Yuheng Liang, Lucy Chuo, Ahmadreza Argha, Nona Farbehi, Lu Chen + 6 more

q-bio.GNcs.LG

TLDR

This paper finds that current transcriptomic models for predicting immunotherapy response show limited cross-cohort generalisability and inconsistent biomarker signals.

Key contributions

  • Systematically benchmarked 9 state-of-the-art transcriptomic ICI response predictors.
  • Bulk RNA-seq models performed near chance, while scRNA-seq models showed only marginal improvements.
  • Revealed sparse, inconsistent biomarker signals and biological themes across different prediction models.
  • Underscores the need for improved domain adaptation, standardized preprocessing, and biologically grounded model design.

Why it matters

Current transcriptomic models for predicting immunotherapy response lack robustness across different patient cohorts.
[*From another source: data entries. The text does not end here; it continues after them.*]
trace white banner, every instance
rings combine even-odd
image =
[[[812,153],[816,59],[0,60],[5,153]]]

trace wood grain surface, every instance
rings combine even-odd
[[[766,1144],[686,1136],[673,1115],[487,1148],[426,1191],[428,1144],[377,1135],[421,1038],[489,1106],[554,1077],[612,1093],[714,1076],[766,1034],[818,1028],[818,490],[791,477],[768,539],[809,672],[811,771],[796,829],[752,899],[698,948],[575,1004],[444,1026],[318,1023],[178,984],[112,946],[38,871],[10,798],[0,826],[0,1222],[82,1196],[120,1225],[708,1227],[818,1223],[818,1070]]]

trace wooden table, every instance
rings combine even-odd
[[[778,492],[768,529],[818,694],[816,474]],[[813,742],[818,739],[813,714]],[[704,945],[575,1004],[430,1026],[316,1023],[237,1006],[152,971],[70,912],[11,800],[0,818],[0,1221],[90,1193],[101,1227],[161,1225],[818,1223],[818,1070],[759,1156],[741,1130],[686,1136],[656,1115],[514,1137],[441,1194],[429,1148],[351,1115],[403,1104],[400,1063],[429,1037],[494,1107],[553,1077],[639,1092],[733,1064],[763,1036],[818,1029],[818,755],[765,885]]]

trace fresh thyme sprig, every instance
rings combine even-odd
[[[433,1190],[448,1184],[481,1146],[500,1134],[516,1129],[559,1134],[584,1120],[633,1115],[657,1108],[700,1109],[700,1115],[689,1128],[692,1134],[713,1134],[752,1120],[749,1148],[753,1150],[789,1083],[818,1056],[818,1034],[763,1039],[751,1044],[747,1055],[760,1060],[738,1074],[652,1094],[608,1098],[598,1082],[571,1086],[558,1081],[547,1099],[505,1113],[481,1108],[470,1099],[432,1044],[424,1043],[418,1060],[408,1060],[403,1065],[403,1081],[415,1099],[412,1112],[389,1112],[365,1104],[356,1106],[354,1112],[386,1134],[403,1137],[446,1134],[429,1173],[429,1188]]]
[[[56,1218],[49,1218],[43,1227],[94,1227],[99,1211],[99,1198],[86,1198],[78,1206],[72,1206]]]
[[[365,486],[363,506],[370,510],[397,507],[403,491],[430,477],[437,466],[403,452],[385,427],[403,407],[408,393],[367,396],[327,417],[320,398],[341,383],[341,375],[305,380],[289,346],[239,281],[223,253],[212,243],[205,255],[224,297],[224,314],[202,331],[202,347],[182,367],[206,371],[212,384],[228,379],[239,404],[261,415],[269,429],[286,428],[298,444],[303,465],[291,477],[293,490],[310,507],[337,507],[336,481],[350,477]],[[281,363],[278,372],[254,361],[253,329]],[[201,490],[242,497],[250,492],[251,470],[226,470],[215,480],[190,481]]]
This limits their clinical utility and highlights a critical gap in personalized cancer treatment. The study emphasizes the need for more reliable, biologically consistent models to advance precision oncology.

Original Abstract

Immune checkpoint inhibitors (ICIs) have transformed cancer therapy; yet substantial proportion of patients exhibit intrinsic or acquired resistance, making accurate pre-treatment response prediction a critical unmet need. Transcriptomics-based biomarkers derived from bulk and single-cell RNA sequencing (scRNA-seq) offer a promising avenue for capturing tumour-immune interactions, yet the cross-cohort generalisability of existing prediction models remains unclear.We systematically benchmark nine state-of-the-art transcriptomic ICI response predictors, five bulk RNA-seq-based models (COMPASS, IRNet, NetBio, IKCScore, and TNBC-ICI) and four scRNA-seq-based models (PRECISE, DeepGeneX, Tres and scCURE), using publicly available independent datasets unseen during model development. Overall, predictive performance was modest: bulk RNA-seq models performed at or near chance level across most cohorts, while scRNA-seq models showed only marginal improvements. Pathway-level analyses revealed sparse and inconsistent biomarker signals across models. Although scRNA-seq-based predictors converged on immune-related programs such as allograft rejection, bulk RNA-seq-based models exhibited little reproducible overlap. PRECISE and NetBio identified the most coherent immune-related themes, whereas IRNet predominantly captured metabolic pathways weakly aligned with ICI biology. Together, these findings demonstrate the limited cross-cohort robustness and biological consistency of current transcriptomic ICI prediction models, underscoring the need for improved domain adaptation, standardised preprocessing, and biologically grounded model design.